Panasonic Has Credit Rating Lowered by Moody’s

Sept. 10, 2012
Credit ratings agency cites weak profitability but keeps outlook stable.

Moody's on Monday cut its credit rating on Japanese consumer electronics giant Panasonic (IW 1000/31), citing the struggling firm's weak profitability and high debt.

The global agency said it lowered the rating on Panasonic by two notches to Baa1 from A2, while keeping its outlook stable.

Panasonic swung back into the black for the April-June quarter as it cut costs to restructure its business while battling the negative effects of a strong yen.

But the company, like rivals Sony (IW 1000/39) and Sharp (IW 1000/115), had been swimming in red ink largely tied to its television business while its debt soared owing to the purchase of smaller rival Sanyo.

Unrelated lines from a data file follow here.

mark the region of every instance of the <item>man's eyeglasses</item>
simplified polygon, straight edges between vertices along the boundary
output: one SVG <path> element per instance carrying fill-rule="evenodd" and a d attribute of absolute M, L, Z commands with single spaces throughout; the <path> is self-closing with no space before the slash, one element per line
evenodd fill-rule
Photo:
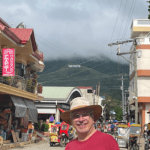
<path fill-rule="evenodd" d="M 70 117 L 71 119 L 79 119 L 80 117 L 86 118 L 88 116 L 91 116 L 92 113 L 83 113 L 83 114 L 71 114 Z"/>

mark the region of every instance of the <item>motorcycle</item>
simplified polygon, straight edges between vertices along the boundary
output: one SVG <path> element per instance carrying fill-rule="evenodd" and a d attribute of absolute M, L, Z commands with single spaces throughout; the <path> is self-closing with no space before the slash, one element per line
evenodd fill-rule
<path fill-rule="evenodd" d="M 144 132 L 144 138 L 145 138 L 144 149 L 149 150 L 150 149 L 150 131 L 148 129 Z"/>
<path fill-rule="evenodd" d="M 150 136 L 146 136 L 145 137 L 145 146 L 144 146 L 145 150 L 149 150 L 150 149 Z"/>
<path fill-rule="evenodd" d="M 111 135 L 114 135 L 114 128 L 111 128 Z"/>

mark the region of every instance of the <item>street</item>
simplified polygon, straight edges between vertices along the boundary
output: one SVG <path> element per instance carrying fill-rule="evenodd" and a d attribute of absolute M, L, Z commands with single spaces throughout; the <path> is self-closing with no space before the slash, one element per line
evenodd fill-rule
<path fill-rule="evenodd" d="M 140 139 L 140 150 L 144 150 L 144 139 Z M 50 147 L 48 141 L 40 141 L 39 143 L 28 144 L 23 147 L 17 147 L 9 150 L 64 150 L 64 147 L 59 145 Z M 120 150 L 127 150 L 126 148 L 120 148 Z"/>

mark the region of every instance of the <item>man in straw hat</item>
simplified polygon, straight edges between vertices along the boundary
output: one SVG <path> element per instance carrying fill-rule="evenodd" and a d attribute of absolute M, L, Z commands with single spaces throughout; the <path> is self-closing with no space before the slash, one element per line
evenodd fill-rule
<path fill-rule="evenodd" d="M 78 137 L 70 141 L 65 150 L 119 150 L 115 139 L 94 128 L 101 116 L 102 107 L 90 105 L 88 99 L 77 97 L 70 103 L 70 110 L 61 114 L 61 119 L 73 125 Z"/>

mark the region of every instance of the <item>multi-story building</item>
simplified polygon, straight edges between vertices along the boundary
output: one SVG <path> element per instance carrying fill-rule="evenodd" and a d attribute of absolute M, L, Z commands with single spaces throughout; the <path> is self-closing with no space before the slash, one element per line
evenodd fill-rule
<path fill-rule="evenodd" d="M 95 94 L 93 93 L 92 87 L 78 87 L 83 95 L 90 101 L 90 105 L 95 103 Z"/>
<path fill-rule="evenodd" d="M 2 75 L 3 48 L 15 49 L 15 76 Z M 12 28 L 0 18 L 0 115 L 10 113 L 7 124 L 17 120 L 18 125 L 26 126 L 28 120 L 37 121 L 34 101 L 43 100 L 43 97 L 36 72 L 42 72 L 44 67 L 43 53 L 38 50 L 34 30 L 23 24 Z"/>
<path fill-rule="evenodd" d="M 138 101 L 138 122 L 150 121 L 147 113 L 150 109 L 150 20 L 134 19 L 131 25 L 131 38 L 135 39 L 130 49 L 130 82 L 129 103 L 132 108 L 131 118 L 134 119 L 135 98 Z M 135 55 L 136 54 L 136 55 Z M 136 56 L 136 57 L 135 57 Z M 135 76 L 135 73 L 137 75 Z M 135 88 L 137 86 L 137 88 Z M 137 90 L 136 90 L 137 89 Z M 137 94 L 136 94 L 137 93 Z"/>

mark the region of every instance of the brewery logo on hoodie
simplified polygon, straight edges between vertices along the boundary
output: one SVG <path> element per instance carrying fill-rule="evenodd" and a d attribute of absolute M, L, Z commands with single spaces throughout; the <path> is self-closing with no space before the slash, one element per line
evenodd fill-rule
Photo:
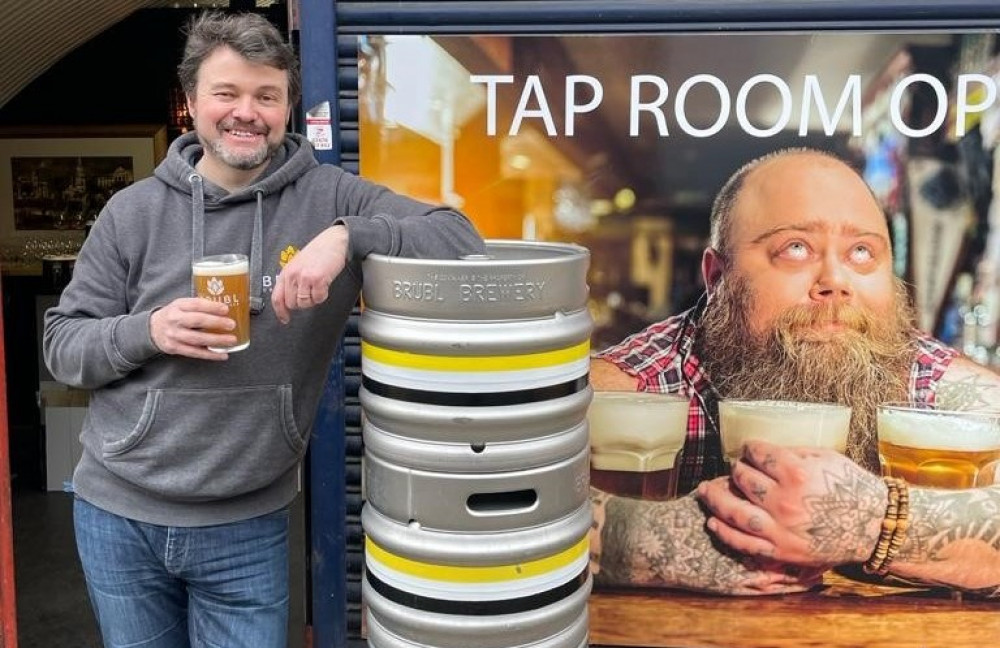
<path fill-rule="evenodd" d="M 273 276 L 265 274 L 261 277 L 261 283 L 265 293 L 270 293 L 271 290 L 274 289 L 274 284 L 278 280 L 278 274 L 280 274 L 281 270 L 288 265 L 288 262 L 291 261 L 296 254 L 298 254 L 298 251 L 298 248 L 294 245 L 288 245 L 281 251 L 281 254 L 278 255 L 278 272 Z"/>

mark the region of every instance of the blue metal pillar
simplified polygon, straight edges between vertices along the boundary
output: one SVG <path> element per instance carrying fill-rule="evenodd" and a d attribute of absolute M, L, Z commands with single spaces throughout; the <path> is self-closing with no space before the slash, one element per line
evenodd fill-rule
<path fill-rule="evenodd" d="M 330 365 L 309 449 L 312 648 L 347 645 L 344 353 Z"/>
<path fill-rule="evenodd" d="M 335 0 L 299 0 L 299 58 L 306 134 L 315 116 L 329 108 L 332 147 L 317 147 L 321 163 L 340 163 Z M 308 502 L 313 648 L 347 645 L 346 507 L 344 502 L 344 354 L 338 347 L 320 401 L 309 450 Z"/>

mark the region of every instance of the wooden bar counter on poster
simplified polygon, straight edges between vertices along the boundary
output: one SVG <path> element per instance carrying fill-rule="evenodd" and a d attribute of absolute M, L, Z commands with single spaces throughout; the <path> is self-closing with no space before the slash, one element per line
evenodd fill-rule
<path fill-rule="evenodd" d="M 1000 645 L 1000 602 L 829 572 L 802 594 L 727 597 L 601 589 L 590 645 L 645 648 L 982 648 Z"/>

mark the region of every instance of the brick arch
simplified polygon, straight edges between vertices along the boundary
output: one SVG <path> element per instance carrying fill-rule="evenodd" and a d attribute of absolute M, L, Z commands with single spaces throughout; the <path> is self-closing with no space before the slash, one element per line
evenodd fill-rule
<path fill-rule="evenodd" d="M 0 108 L 66 54 L 147 7 L 168 0 L 32 0 L 7 3 L 0 21 Z"/>

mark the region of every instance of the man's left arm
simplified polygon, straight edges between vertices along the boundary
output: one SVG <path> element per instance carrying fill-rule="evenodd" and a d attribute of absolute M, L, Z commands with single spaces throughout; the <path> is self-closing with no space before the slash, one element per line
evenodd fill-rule
<path fill-rule="evenodd" d="M 292 310 L 326 301 L 334 279 L 369 254 L 457 259 L 486 251 L 476 228 L 458 211 L 349 173 L 336 177 L 336 219 L 292 257 L 275 282 L 271 303 L 282 322 Z"/>
<path fill-rule="evenodd" d="M 337 181 L 336 220 L 350 233 L 350 260 L 369 254 L 457 259 L 483 254 L 483 240 L 464 214 L 431 205 L 387 187 L 342 173 Z"/>
<path fill-rule="evenodd" d="M 910 527 L 890 573 L 1000 598 L 1000 486 L 910 489 Z"/>
<path fill-rule="evenodd" d="M 942 409 L 1000 409 L 1000 374 L 959 356 L 941 376 L 936 401 Z"/>
<path fill-rule="evenodd" d="M 1000 374 L 955 358 L 938 385 L 942 409 L 1000 411 Z M 1000 597 L 1000 486 L 964 491 L 911 489 L 906 541 L 892 572 Z"/>

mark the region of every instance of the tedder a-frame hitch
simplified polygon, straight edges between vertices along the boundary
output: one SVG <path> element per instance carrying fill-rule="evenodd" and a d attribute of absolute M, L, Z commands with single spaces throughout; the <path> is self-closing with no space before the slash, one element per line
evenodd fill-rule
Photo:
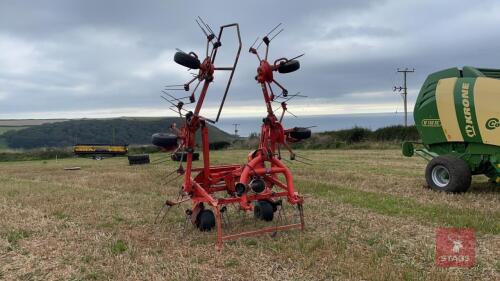
<path fill-rule="evenodd" d="M 273 79 L 273 72 L 289 73 L 299 69 L 300 65 L 296 60 L 298 57 L 294 59 L 281 58 L 273 64 L 269 64 L 267 62 L 267 54 L 269 43 L 272 40 L 269 39 L 269 34 L 262 41 L 266 45 L 264 59 L 260 59 L 257 53 L 258 48 L 250 48 L 250 52 L 259 58 L 256 79 L 261 85 L 267 107 L 267 116 L 264 118 L 261 129 L 260 144 L 258 149 L 248 155 L 247 163 L 213 166 L 210 164 L 207 122 L 215 123 L 219 120 L 238 63 L 241 51 L 241 37 L 239 26 L 236 23 L 221 26 L 217 36 L 201 18 L 198 18 L 197 23 L 207 40 L 205 58 L 200 58 L 194 52 L 186 53 L 178 50 L 174 57 L 175 62 L 189 69 L 198 70 L 198 73 L 193 74 L 194 77 L 186 84 L 167 86 L 168 89 L 164 93 L 169 98 L 163 97 L 171 103 L 171 109 L 179 114 L 184 120 L 184 124 L 181 128 L 177 128 L 174 125 L 172 127 L 173 134 L 153 135 L 153 144 L 161 147 L 163 150 L 184 151 L 187 154 L 186 168 L 183 168 L 181 162 L 180 168 L 174 171 L 184 178 L 181 190 L 182 197 L 177 201 L 167 200 L 164 207 L 169 209 L 171 206 L 191 201 L 192 207 L 186 211 L 189 220 L 201 231 L 215 228 L 217 232 L 217 247 L 219 249 L 221 249 L 223 242 L 226 240 L 269 232 L 273 233 L 292 228 L 304 229 L 302 208 L 304 200 L 295 191 L 292 172 L 281 161 L 280 146 L 284 146 L 290 152 L 290 159 L 294 160 L 296 155 L 288 146 L 287 141 L 295 142 L 308 138 L 311 132 L 307 128 L 283 129 L 281 122 L 285 112 L 287 112 L 286 102 L 293 96 L 300 95 L 288 95 L 288 91 Z M 217 52 L 223 46 L 221 41 L 223 31 L 228 28 L 236 29 L 238 40 L 236 56 L 231 66 L 218 66 L 215 63 Z M 208 88 L 214 81 L 214 75 L 218 71 L 229 71 L 230 74 L 217 117 L 212 121 L 200 115 L 200 112 Z M 192 83 L 196 85 L 187 97 L 175 97 L 168 92 L 169 90 L 189 91 Z M 282 90 L 279 96 L 275 96 L 272 93 L 272 83 L 276 84 Z M 196 97 L 195 93 L 200 84 L 202 84 L 201 92 Z M 271 91 L 271 94 L 269 94 L 268 89 Z M 196 103 L 194 111 L 185 109 L 184 106 L 186 104 L 182 102 L 182 99 L 187 99 L 190 103 Z M 280 118 L 275 116 L 272 102 L 280 104 L 279 108 L 282 109 Z M 193 153 L 196 150 L 195 134 L 198 130 L 201 131 L 203 167 L 194 168 Z M 223 213 L 228 210 L 226 205 L 233 205 L 236 209 L 243 212 L 253 211 L 256 219 L 271 221 L 273 220 L 274 212 L 277 210 L 281 211 L 283 199 L 286 199 L 289 204 L 296 207 L 299 217 L 298 222 L 273 225 L 236 234 L 226 235 L 223 233 Z"/>

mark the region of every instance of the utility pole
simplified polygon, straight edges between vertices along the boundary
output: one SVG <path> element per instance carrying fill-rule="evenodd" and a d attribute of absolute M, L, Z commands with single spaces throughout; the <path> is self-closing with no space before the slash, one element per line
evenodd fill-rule
<path fill-rule="evenodd" d="M 234 135 L 235 135 L 236 137 L 238 137 L 238 126 L 239 126 L 239 125 L 240 125 L 240 124 L 233 124 L 233 126 L 234 126 Z"/>
<path fill-rule="evenodd" d="M 412 73 L 412 72 L 415 72 L 415 68 L 413 68 L 412 70 L 408 70 L 408 68 L 405 68 L 405 69 L 399 69 L 398 68 L 398 72 L 399 73 L 403 73 L 403 87 L 399 86 L 399 87 L 396 87 L 394 86 L 394 92 L 398 91 L 398 92 L 401 92 L 403 91 L 402 95 L 403 95 L 403 102 L 404 102 L 404 107 L 405 107 L 405 127 L 408 126 L 408 106 L 407 106 L 407 95 L 408 95 L 408 87 L 406 87 L 406 74 L 407 73 Z"/>

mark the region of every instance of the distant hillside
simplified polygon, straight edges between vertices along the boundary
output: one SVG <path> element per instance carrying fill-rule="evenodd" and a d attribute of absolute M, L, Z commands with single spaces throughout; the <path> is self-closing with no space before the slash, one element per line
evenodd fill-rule
<path fill-rule="evenodd" d="M 150 144 L 151 135 L 168 132 L 171 123 L 182 120 L 170 118 L 82 119 L 46 123 L 21 130 L 5 132 L 1 137 L 9 148 L 65 147 L 75 143 Z M 233 136 L 209 126 L 210 142 L 231 141 Z M 198 136 L 199 139 L 199 136 Z"/>
<path fill-rule="evenodd" d="M 47 123 L 57 123 L 68 121 L 69 119 L 0 119 L 0 126 L 19 127 L 19 126 L 36 126 Z"/>

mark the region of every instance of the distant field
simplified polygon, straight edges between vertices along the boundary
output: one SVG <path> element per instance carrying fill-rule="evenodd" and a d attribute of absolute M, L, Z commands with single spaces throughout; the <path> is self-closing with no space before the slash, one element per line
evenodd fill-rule
<path fill-rule="evenodd" d="M 212 157 L 242 163 L 247 153 Z M 178 194 L 180 179 L 165 178 L 177 163 L 0 163 L 0 279 L 500 280 L 500 188 L 485 177 L 449 195 L 424 188 L 425 162 L 398 150 L 298 154 L 314 160 L 291 165 L 306 195 L 306 230 L 240 239 L 221 253 L 213 232 L 183 231 L 189 204 L 153 223 L 165 198 Z M 63 170 L 69 166 L 82 169 Z M 229 216 L 231 227 L 242 227 L 233 208 Z M 251 214 L 246 225 L 254 226 Z M 443 226 L 476 230 L 475 267 L 434 266 L 435 229 Z"/>
<path fill-rule="evenodd" d="M 35 126 L 67 121 L 68 119 L 0 119 L 1 126 Z"/>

Panasonic's debt stood at 950 billion yen ($12 billion) in late June, against 120 billion yen in late March 2010, Moody's said.

"The rating actions reflect Panasonic's low level of profitability and elevated leverage," the agency said in a statement on Monday.

"Moody's expects them to improve but only slowly, given the weak demand and intense competition in many of its end-markets," it added.

Panasonic logged a net profit of 12.8 billion yen in the April-June quarter, reversing a shortfall of 30.4 billion yen a year earlier.

But in the previous fiscal year it suffered a record 772.2 billion yen net loss, one of the worst-ever losses for a non-financial Japanese firm.

Japan's electronics sector has been badly hit by the appreciation of the yen, which makes exporters' products less competitive overseas, while falling prices and slow demand at home have also eaten into profits.

Competitors including South Korea's Samsung (IW 1000/15) and U.S. giant Apple (IW 500/9) are offering stiff competition, with high-resolution display technology a key battleground as demand intensifies for smartphones, tablet computers and other gadgets.

Panasonic has already announced a major restructuring of its liquid crystal display manufacturing division, and is reportedly considering shifting all of its mobile phone handset production overseas because of high costs at home.